It comes hidden in an app and stealthily trawls through your smartphone, capturing text from stored photographs.

It’s an optical character recognition Trojan stealer known as SparkCat and it’s worrying cybersecurity experts, who say it has made its way into Google Play and the Apple AppStore.
Through SparkCat, a criminal can capture the text from a scanned bank confirmation letter or pick up a password that appeared on a screenshot. All of this would allow an attacker to access a mobile app.
Criminals are increasingly targeting banking apps in South Africa. The national financial ombud scheme (NFO) reported a 73% increase in digital banking fraud complaints between 2024 and 2025. This exceeds ATM fraud cases over the same period. Banking apps also allow criminals to target virtual cards. “After gaining access to a customer’s digital banking profile, fraudsters can create virtual cards and then use those credentials to do transactions,” says Nerosha Maseti of the NFO. “This happens when bank customers have compromised their confidential access credentials, shared one-time PINs [OTPs] or accepted authentication messages for the creation of virtual cards.”
And criminals are still using older methods and tricks to con their marks. These include phishing, luring people to fake websites or to download malicious files; voice phishing, or vishing, on phone calls; and smishing, by way of SMS.
The South African Banking Risk Information Centre has also warned consumers about quishing, where attackers use QR codes to get users to download malware.
Lukas van der Merwe of Cybercom says criminals are combining these forms of attack to make them more effective. “What we see are very complex, well-thought-out and thorough strategic attacks that focus much more on selecting sensitive and confidential data,” he says. “They hide their presence better, so they’re not discovered right away.”
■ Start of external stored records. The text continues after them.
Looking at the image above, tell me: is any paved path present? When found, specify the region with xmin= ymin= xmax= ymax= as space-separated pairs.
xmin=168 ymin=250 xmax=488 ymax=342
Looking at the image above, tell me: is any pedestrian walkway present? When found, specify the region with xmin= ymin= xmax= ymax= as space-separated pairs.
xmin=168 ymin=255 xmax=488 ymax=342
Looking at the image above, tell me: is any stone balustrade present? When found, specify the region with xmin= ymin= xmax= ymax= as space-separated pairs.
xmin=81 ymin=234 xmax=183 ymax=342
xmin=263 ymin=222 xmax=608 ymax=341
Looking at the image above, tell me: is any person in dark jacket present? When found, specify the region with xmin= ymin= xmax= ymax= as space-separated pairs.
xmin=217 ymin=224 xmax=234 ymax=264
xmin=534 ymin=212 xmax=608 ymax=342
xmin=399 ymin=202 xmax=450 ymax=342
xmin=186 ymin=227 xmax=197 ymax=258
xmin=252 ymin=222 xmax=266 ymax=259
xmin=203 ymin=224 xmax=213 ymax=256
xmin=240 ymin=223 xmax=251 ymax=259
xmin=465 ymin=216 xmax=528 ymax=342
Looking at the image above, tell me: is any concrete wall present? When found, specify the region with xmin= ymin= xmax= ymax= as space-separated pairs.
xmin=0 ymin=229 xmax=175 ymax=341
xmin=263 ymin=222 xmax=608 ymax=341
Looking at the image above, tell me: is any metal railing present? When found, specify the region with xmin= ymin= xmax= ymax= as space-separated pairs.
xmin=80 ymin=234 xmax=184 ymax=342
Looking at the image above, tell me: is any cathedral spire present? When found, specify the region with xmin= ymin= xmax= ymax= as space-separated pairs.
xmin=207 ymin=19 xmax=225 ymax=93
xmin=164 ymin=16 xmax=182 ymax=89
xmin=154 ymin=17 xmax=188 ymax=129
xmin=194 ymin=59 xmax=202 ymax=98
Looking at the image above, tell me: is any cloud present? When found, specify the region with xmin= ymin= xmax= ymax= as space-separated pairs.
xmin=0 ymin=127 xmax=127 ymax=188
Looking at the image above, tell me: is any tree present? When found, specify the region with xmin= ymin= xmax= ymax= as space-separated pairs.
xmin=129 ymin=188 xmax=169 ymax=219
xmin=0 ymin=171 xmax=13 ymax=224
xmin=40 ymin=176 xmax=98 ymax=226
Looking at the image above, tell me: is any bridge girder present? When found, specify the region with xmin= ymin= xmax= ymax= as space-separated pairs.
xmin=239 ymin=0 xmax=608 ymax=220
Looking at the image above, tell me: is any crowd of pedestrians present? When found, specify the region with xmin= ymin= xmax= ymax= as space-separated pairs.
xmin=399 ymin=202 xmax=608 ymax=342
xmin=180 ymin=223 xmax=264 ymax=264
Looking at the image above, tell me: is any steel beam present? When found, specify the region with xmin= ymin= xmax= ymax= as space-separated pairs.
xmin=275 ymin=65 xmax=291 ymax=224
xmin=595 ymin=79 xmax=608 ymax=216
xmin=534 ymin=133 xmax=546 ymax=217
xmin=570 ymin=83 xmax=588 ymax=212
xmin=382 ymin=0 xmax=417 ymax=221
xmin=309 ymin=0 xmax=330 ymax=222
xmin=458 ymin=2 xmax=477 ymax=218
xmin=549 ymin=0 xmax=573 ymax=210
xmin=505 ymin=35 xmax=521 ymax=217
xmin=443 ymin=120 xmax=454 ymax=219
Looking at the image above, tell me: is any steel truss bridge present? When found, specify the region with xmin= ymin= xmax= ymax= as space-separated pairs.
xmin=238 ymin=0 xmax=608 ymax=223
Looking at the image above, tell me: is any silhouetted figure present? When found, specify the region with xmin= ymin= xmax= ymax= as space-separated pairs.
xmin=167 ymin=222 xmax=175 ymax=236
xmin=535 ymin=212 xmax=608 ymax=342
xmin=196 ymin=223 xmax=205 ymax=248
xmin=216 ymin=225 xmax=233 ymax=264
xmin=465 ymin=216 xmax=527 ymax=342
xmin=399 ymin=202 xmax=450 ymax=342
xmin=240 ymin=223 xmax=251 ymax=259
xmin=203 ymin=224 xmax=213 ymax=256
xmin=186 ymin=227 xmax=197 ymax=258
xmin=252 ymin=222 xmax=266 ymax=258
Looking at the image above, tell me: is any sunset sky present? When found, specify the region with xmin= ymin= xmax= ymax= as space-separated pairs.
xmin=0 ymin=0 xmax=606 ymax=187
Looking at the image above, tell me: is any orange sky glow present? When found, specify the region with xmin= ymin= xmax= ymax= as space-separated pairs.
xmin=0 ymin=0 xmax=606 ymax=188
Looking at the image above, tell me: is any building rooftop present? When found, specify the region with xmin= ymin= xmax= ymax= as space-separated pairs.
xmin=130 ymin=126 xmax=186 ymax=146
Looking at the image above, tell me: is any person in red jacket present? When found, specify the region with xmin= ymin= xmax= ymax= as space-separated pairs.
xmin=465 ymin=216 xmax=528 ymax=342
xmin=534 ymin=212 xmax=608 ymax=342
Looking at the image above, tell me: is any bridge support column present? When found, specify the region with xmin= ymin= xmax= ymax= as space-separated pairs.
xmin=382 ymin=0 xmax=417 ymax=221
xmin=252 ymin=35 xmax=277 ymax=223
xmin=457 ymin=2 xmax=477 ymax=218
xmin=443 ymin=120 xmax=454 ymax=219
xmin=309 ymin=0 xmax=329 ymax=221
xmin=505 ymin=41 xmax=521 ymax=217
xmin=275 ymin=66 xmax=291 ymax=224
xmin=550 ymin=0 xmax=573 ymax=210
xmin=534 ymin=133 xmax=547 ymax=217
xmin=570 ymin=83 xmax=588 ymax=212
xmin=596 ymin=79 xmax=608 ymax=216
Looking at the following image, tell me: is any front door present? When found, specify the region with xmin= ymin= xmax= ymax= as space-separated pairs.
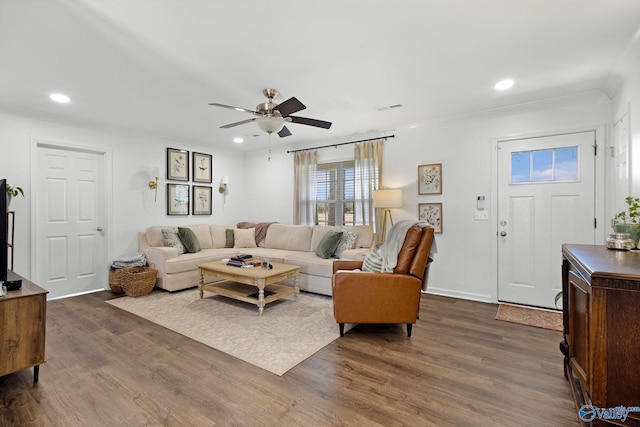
xmin=497 ymin=131 xmax=596 ymax=308
xmin=34 ymin=145 xmax=108 ymax=298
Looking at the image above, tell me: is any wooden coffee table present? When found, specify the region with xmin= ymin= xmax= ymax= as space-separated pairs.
xmin=198 ymin=261 xmax=300 ymax=316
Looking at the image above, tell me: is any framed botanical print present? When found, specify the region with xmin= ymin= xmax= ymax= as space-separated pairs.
xmin=167 ymin=184 xmax=189 ymax=215
xmin=191 ymin=151 xmax=213 ymax=184
xmin=191 ymin=185 xmax=211 ymax=215
xmin=418 ymin=163 xmax=442 ymax=194
xmin=167 ymin=148 xmax=189 ymax=181
xmin=418 ymin=203 xmax=442 ymax=234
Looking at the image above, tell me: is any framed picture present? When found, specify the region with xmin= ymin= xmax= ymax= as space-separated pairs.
xmin=418 ymin=163 xmax=442 ymax=194
xmin=418 ymin=203 xmax=442 ymax=234
xmin=167 ymin=148 xmax=189 ymax=181
xmin=191 ymin=151 xmax=213 ymax=183
xmin=191 ymin=185 xmax=211 ymax=215
xmin=167 ymin=184 xmax=189 ymax=215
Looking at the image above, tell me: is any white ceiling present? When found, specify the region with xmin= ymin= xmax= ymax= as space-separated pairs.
xmin=0 ymin=0 xmax=640 ymax=149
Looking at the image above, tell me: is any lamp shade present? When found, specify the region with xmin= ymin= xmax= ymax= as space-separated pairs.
xmin=373 ymin=190 xmax=402 ymax=209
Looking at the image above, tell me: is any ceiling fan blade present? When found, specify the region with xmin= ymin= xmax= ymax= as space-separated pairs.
xmin=209 ymin=102 xmax=257 ymax=114
xmin=289 ymin=116 xmax=331 ymax=129
xmin=220 ymin=119 xmax=255 ymax=129
xmin=273 ymin=96 xmax=307 ymax=117
xmin=278 ymin=126 xmax=291 ymax=138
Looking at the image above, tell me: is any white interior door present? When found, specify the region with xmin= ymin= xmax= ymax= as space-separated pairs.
xmin=34 ymin=146 xmax=108 ymax=298
xmin=497 ymin=131 xmax=596 ymax=308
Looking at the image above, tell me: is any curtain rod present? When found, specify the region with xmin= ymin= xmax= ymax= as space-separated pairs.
xmin=287 ymin=135 xmax=396 ymax=154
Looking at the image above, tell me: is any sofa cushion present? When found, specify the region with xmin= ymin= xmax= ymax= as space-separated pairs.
xmin=209 ymin=225 xmax=234 ymax=249
xmin=316 ymin=230 xmax=343 ymax=259
xmin=224 ymin=228 xmax=236 ymax=248
xmin=233 ymin=228 xmax=257 ymax=248
xmin=178 ymin=227 xmax=200 ymax=253
xmin=333 ymin=230 xmax=358 ymax=258
xmin=144 ymin=225 xmax=168 ymax=246
xmin=284 ymin=252 xmax=335 ymax=279
xmin=164 ymin=248 xmax=236 ymax=276
xmin=186 ymin=224 xmax=213 ymax=249
xmin=264 ymin=224 xmax=315 ymax=252
xmin=162 ymin=227 xmax=185 ymax=255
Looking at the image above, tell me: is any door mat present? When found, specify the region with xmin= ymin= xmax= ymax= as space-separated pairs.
xmin=496 ymin=304 xmax=562 ymax=332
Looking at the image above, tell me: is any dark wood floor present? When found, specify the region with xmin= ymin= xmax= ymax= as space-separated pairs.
xmin=0 ymin=291 xmax=578 ymax=426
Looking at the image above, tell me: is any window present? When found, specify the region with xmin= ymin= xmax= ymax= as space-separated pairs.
xmin=511 ymin=146 xmax=578 ymax=184
xmin=316 ymin=160 xmax=355 ymax=225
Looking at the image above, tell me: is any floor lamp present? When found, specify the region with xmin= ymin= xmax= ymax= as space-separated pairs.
xmin=373 ymin=190 xmax=402 ymax=243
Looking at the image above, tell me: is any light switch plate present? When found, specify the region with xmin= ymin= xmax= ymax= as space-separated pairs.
xmin=473 ymin=210 xmax=489 ymax=221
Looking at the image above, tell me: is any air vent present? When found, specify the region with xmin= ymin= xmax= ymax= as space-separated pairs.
xmin=378 ymin=104 xmax=402 ymax=111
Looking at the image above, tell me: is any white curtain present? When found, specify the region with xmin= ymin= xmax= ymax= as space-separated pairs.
xmin=293 ymin=150 xmax=318 ymax=225
xmin=354 ymin=139 xmax=384 ymax=232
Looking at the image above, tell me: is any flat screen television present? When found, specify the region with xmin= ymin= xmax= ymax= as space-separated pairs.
xmin=0 ymin=179 xmax=22 ymax=290
xmin=0 ymin=179 xmax=8 ymax=283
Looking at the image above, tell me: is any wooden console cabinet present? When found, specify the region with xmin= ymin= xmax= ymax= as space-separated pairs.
xmin=560 ymin=245 xmax=640 ymax=426
xmin=0 ymin=279 xmax=48 ymax=382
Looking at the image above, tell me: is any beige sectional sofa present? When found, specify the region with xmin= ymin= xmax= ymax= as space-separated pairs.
xmin=138 ymin=223 xmax=375 ymax=295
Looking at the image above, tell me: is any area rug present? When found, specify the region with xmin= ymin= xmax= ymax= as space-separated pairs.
xmin=496 ymin=304 xmax=562 ymax=332
xmin=107 ymin=289 xmax=340 ymax=375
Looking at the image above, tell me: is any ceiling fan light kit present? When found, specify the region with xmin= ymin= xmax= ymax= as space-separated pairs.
xmin=256 ymin=116 xmax=284 ymax=133
xmin=209 ymin=89 xmax=331 ymax=138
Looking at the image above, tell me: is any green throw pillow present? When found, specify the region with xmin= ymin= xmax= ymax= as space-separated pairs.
xmin=362 ymin=252 xmax=384 ymax=273
xmin=316 ymin=230 xmax=342 ymax=259
xmin=178 ymin=227 xmax=200 ymax=254
xmin=224 ymin=228 xmax=235 ymax=248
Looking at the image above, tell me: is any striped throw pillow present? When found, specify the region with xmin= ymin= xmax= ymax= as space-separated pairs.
xmin=362 ymin=252 xmax=384 ymax=273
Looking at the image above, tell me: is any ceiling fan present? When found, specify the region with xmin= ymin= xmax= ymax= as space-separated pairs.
xmin=209 ymin=89 xmax=331 ymax=138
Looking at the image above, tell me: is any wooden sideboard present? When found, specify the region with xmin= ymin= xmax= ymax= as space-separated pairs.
xmin=0 ymin=279 xmax=48 ymax=382
xmin=560 ymin=245 xmax=640 ymax=426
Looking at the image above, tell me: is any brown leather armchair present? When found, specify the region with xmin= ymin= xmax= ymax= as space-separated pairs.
xmin=332 ymin=226 xmax=434 ymax=337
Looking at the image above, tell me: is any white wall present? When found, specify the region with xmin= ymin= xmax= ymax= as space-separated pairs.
xmin=0 ymin=114 xmax=247 ymax=277
xmin=246 ymin=93 xmax=610 ymax=302
xmin=611 ymin=53 xmax=640 ymax=197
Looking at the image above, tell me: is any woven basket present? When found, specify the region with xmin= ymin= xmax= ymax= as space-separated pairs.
xmin=120 ymin=267 xmax=158 ymax=297
xmin=109 ymin=268 xmax=125 ymax=294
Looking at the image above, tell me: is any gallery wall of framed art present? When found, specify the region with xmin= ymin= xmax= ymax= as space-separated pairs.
xmin=418 ymin=163 xmax=443 ymax=234
xmin=167 ymin=148 xmax=213 ymax=215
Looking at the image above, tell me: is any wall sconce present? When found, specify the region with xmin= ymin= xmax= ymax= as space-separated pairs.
xmin=149 ymin=176 xmax=158 ymax=202
xmin=373 ymin=190 xmax=402 ymax=243
xmin=218 ymin=175 xmax=229 ymax=203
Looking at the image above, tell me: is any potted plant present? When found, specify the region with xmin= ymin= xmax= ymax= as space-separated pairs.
xmin=7 ymin=183 xmax=24 ymax=208
xmin=613 ymin=196 xmax=640 ymax=248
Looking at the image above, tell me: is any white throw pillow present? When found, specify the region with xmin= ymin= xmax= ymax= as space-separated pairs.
xmin=162 ymin=227 xmax=186 ymax=255
xmin=233 ymin=228 xmax=258 ymax=248
xmin=332 ymin=229 xmax=358 ymax=259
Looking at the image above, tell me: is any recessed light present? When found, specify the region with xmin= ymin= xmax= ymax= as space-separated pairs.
xmin=494 ymin=79 xmax=513 ymax=90
xmin=49 ymin=93 xmax=71 ymax=104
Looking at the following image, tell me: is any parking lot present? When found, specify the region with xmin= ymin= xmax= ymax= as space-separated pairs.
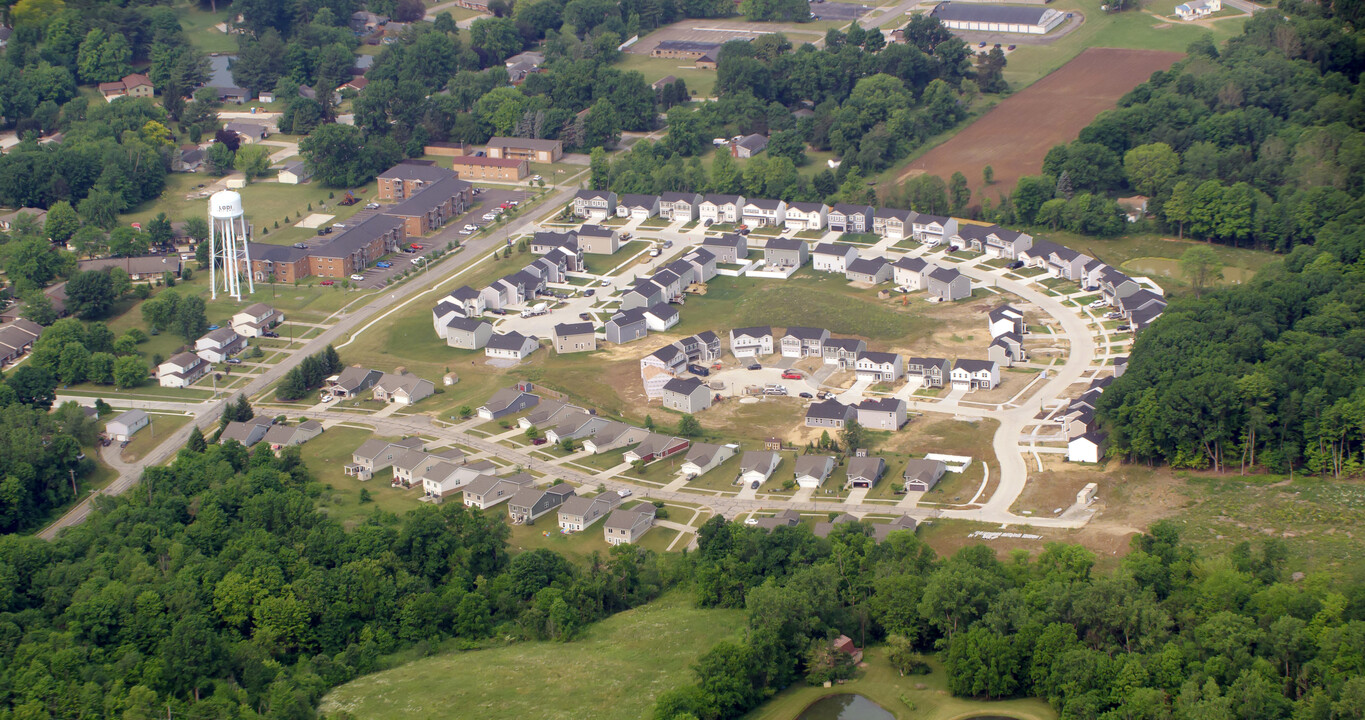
xmin=347 ymin=187 xmax=528 ymax=288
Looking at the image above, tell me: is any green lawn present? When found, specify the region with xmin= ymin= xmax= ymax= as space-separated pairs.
xmin=321 ymin=592 xmax=744 ymax=720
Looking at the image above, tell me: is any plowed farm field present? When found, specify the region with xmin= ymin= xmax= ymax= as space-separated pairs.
xmin=897 ymin=48 xmax=1183 ymax=199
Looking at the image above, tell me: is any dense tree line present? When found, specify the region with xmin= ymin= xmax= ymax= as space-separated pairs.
xmin=991 ymin=0 xmax=1365 ymax=253
xmin=1099 ymin=229 xmax=1365 ymax=477
xmin=654 ymin=518 xmax=1365 ymax=720
xmin=0 ymin=439 xmax=676 ymax=719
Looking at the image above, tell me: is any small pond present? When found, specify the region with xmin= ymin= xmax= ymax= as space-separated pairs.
xmin=796 ymin=694 xmax=895 ymax=720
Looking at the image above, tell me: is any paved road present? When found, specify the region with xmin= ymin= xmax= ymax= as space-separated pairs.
xmin=38 ymin=187 xmax=575 ymax=540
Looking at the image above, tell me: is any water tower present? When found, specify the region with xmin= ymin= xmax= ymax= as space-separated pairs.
xmin=209 ymin=190 xmax=255 ymax=301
Sharon Knowles, founder of Da Vinci Forensics & Cybersecurity, says fraudsters typically operate in small, organised groups and take advantage of having insiders in call centres, retail outlets and banks. “Victims often report that they never shared their PINs or OTPs, only to later discover their mobile numbers were SIM-swapped hours before funds were stolen,” she says. “Money is then rapidly siphoned into prepaid wallets or cryptocurrency platforms, complicating recovery.”
Meanwhile, South African businesses continue to be the victims of ransomware attacks. This is when malware is used to prevent the user from accessing their data until a ransom is paid. As with cellphone fraud, the criminals use social engineering to glean information from the company and their employees to launch their attack.
Van der Merwe says: “It’s not a question of whether a company will suffer a breach. More and more, it’s becoming a reality that a company will suffer a breach of some sort.”
Many companies opt to pay the ransom, and some cybersecurity firms have negotiators who haggle with the criminals to bring the price down. Last year the median South African ransom payment was $452,000 and the average cost to recover from a cyberattack was $1.31m, according to the Sophos State of Ransomware in South Africa 2025 report.
To protect against such attacks, says Zamani Ngidi, business unit manager of M&A and cybersolutions at Aon South Africa, companies use “a blend of cloud and cold storage”. Cold storage involves storing data on magnetic tape, so it’s not connected to any network.
There have been some successes in the fight against cybercrime. Between June and August, Interpol’s Operation Serengeti netted 1,209 cybercriminals in 18 African countries. They had robbed nearly 88,000 victims.
But what worries cybercrime investigators is what lies ahead. Van der Merwe and Ngidi say criminals have yet to fully exploit AI. Then there’s quantum computing; supercomputers could be used to crack passwords in milliseconds.
Knowles says: “You’ve just got to do what you can, because cybercrime evolves all the time.”